Precision Treatment for Pediatric Epilepsies: Role of Stereo-EEG in Planning Epilepsy Surgery

Published on

Neurosurgeon looking at computer screen displaying brain scans sEEG has revolutionized how drug-resistant epilepsy is managed. It not only has much lower morbidity, but also the ability to survey parts of the brain that can’t be surveyed with grids. Follow one patient’s dramatically improved outcomes after precision monitoring and epilepsy surgery.

At Children’s Hospital of Philadelphia (CHOP), advanced imaging and robot-assisted techniques guide epilepsy treatment options and ensure the safest, most targeted patient care.

For one particular young patient followed in this case, this precision treatment has been life changing. At one point in her life, Emily suffered 90 seizures a day. But now, thanks to resection surgery at Children’s Hospital of Philadelphia, the 11-year-old is seizure-free. The same diagnostic capabilities and technologies that helped Emily are changing the outcomes for many children with difficult-to-treat epilepsies.

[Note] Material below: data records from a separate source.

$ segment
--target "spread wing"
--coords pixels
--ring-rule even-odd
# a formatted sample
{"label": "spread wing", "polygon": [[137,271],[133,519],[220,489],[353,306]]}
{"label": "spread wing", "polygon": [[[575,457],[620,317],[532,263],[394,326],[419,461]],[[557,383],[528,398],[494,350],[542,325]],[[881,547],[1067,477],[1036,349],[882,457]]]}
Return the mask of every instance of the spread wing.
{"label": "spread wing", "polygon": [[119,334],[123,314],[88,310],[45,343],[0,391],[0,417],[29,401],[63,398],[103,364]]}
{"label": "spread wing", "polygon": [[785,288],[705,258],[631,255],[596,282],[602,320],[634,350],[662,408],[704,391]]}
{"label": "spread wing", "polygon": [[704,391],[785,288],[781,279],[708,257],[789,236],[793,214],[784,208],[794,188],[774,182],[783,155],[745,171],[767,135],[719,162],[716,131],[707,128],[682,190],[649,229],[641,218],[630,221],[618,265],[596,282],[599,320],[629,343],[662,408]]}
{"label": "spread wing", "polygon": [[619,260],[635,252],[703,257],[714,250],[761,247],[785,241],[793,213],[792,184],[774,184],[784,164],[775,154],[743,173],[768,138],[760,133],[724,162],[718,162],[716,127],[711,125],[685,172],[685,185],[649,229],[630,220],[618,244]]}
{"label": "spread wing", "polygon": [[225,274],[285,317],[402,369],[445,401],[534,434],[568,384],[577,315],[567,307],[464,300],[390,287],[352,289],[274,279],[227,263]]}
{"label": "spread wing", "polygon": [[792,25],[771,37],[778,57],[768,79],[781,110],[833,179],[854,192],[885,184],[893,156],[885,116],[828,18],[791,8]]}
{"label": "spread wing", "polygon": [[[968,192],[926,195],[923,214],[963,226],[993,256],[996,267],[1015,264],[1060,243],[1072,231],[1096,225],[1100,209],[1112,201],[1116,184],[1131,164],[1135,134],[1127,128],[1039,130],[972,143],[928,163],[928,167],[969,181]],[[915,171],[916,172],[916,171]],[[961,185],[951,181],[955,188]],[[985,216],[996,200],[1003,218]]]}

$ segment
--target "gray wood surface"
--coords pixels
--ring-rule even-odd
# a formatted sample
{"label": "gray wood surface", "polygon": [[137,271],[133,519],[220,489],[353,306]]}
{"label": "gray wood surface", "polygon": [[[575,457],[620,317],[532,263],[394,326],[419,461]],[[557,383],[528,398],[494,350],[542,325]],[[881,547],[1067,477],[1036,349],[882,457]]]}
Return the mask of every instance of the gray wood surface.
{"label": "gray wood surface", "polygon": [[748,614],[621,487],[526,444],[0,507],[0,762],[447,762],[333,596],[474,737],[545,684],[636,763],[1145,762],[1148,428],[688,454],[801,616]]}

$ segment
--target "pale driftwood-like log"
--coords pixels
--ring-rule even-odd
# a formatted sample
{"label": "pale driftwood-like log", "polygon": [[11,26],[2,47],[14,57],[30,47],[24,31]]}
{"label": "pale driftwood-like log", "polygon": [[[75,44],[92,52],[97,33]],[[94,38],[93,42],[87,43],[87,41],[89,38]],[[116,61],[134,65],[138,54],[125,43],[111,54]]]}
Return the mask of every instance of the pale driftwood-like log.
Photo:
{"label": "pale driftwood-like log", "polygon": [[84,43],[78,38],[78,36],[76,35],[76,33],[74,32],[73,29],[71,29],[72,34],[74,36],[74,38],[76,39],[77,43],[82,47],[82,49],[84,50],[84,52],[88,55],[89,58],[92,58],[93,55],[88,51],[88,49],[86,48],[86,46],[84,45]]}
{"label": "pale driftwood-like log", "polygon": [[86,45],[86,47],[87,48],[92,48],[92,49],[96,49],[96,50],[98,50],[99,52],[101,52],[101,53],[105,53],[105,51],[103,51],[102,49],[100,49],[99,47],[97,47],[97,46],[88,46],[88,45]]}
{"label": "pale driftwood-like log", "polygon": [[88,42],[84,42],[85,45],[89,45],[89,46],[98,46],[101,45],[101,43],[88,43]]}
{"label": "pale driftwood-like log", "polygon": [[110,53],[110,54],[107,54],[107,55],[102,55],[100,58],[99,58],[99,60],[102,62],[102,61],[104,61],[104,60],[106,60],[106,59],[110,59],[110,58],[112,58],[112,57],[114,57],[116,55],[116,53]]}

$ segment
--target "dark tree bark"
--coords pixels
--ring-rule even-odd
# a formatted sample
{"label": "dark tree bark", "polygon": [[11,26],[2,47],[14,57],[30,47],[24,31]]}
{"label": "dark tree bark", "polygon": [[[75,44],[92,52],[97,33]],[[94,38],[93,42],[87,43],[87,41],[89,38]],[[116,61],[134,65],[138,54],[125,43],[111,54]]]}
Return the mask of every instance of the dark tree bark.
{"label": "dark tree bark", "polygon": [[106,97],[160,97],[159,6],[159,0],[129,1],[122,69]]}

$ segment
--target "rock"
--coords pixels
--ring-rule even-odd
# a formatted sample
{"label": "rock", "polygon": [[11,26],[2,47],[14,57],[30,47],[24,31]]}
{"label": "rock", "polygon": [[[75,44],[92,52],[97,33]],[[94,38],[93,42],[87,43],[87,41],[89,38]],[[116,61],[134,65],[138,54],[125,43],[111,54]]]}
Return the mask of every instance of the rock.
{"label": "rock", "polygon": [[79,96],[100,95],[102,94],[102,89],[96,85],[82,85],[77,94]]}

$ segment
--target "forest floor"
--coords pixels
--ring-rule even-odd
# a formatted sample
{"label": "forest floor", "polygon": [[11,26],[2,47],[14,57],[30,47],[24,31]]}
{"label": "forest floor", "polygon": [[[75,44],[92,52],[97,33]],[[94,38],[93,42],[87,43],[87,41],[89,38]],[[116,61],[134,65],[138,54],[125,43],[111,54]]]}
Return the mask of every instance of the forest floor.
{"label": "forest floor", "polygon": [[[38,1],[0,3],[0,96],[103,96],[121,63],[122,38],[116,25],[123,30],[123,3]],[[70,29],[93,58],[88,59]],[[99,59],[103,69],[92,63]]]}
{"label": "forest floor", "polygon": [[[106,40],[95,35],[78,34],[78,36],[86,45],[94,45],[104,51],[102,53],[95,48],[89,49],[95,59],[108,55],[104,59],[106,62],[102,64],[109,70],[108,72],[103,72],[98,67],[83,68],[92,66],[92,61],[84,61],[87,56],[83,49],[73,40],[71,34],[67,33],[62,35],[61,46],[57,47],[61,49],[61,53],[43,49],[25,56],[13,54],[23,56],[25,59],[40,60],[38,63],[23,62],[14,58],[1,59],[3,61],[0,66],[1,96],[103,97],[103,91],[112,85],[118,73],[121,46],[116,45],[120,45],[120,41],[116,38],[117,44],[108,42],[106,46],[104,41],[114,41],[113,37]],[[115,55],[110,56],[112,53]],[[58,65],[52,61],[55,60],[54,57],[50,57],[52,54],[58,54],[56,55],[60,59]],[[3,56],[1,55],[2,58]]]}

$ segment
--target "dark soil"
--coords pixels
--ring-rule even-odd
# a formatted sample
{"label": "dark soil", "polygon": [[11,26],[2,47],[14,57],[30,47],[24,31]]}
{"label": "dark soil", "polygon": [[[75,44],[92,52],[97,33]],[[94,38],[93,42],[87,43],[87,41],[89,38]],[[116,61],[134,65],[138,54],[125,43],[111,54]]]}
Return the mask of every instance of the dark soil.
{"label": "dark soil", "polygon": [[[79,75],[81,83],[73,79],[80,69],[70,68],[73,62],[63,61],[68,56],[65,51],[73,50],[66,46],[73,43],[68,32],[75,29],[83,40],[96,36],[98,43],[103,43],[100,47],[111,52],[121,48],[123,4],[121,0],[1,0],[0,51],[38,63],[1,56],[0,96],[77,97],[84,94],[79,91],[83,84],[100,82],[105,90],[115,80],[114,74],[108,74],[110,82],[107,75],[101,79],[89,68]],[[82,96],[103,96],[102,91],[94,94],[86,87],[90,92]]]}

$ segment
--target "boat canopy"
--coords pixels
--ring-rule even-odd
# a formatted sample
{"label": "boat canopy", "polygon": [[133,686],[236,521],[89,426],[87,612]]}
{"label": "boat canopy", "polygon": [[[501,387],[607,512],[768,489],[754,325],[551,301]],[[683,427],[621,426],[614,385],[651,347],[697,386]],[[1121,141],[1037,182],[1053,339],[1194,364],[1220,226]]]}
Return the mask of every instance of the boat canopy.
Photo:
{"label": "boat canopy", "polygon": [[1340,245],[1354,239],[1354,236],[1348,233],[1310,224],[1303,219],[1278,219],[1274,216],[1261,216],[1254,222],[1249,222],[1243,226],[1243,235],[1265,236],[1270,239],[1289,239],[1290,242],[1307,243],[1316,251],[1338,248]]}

When Emily was 22 months old, her parents noticed concerning symptoms that appeared neurological — eyes rolling up into her head, spasticity in her neck, and her arms stiffening.

After undergoing an electroencephalogram (EEG) at a hospital near her home, treating physicians diagnosed a seizure and prescribed medication. Seeking a more conclusive diagnosis, Emily’s parents contacted Children’s Hospital of Philadelphia. The Pediatric Epilepsy Program at CHOP specializes in the diagnosis, evaluation and treatment of children with epilepsy.

Management of a complex seizure disorder

A brain MRI at CHOP revealed that Emily had extensive left hemisphere injury from a presumed perinatal stroke. This brain injury led to developmental impairments including right arm weakness and learning difficulties, but was also the cause of her seizures. After the first anti-seizure medications failed to stop the seizures completely, other treatment options were considered, including the ketogenic diet.

While on the diet, Emily’s seizure frequency dropped from 80-90 tonic/atonic seizures daily to near-seizure freedom within six weeks. Her language and social skills advanced significantly during this period of seizure control. But over time, when she weaned off the diet, seizures returned.

When Emily was 9 years old, she started having convulsive seizures twice a week. Her physician, pediatric neurologist Sudha Kessler, MD, MSCE, recommended evaluation for epilepsy surgery to remove the section of brain generating the seizures.

Stereo-EEG monitoring to pinpoint seizure source for epilepsy surgery

After further tests, including inpatient EEG monitoring and magnetoencephalography (MEG), Dr. Kessler and her team recommended stereoelectroencephalography (sEEG), which involves the placement of needle electrodes to precisely pinpoint the area of brain producing seizures to determine if it can be safely removed.

In the last five to 10 years, sEEG has revolutionized how drug-resistant epilepsy is managed. It not only has much lower morbidity, but it also has the ability to survey parts of the brain you can’t survey with grids. It can also survey both sides of the brain and multiple lobes at once.

The strategy was to use sEEG to confirm that Emily’s seizures were starting in the most injured parts of her left hemisphere, confirm that her frontal lobe was not involved at onset, confirm that the right side of her brain was not involved at onset, and determine if she had language function in her left frontal lobe. The sEEG study confirmed all of these things. Emily had brain injury in her temporal, occipital and parietal lobes, including immediately behind her primary sensory strip, which is right behind the primary motor strip; these areas govern movement on the opposite side of the body.

Emily suffered her last seizure the morning before epilepsy surgery. Pediatric neurosurgeon Benjamin Kennedy, MD, resected her left temporal, parietal and occipital lobes right up to the primary sensory strip. Emily recovered without any neurologic deficit and has been seizure-free since.

Emily returns to CHOP every six months to check in with Dr. Kessler. She still takes one seizure medication to ensure the seizures stay at bay, and will likely need to for the rest of her life.

Searching for the genetic cause of epilepsy

We are increasingly identifying genetic causes in children with presumed acquired epilepsies. Learning more about the drivers of epilepsy will lead to more personalized care, not just with medicine, but for candidacy for vagus nerve stimulation (VNS) and deep brain stimulation (DBS) as well. Also, with better understandings of epileptic networks, we will have better targeting for resection, ablation and responsive neurostimulation (RNS), leading to better outcomes.

CHOP’s Epilepsy Neurogenetics Initiative (ENGIN) is a specialized program that strives to diagnose, treat and ultimately cure epilepsy through imaging, neurophysiologic testing, genetic testing and individualized therapy. Through ENGIN, we will provide increased access to genetic testing and incorporate a genetic evaluation into the diagnostic workup of all children with unexplained epilepsy. Identifying a genetic cause remains a critical first step in understanding the underlying biological mechanisms of seizure disorders, which we hope will enable the development of new breakthroughs in terms of treatments for epilepsies.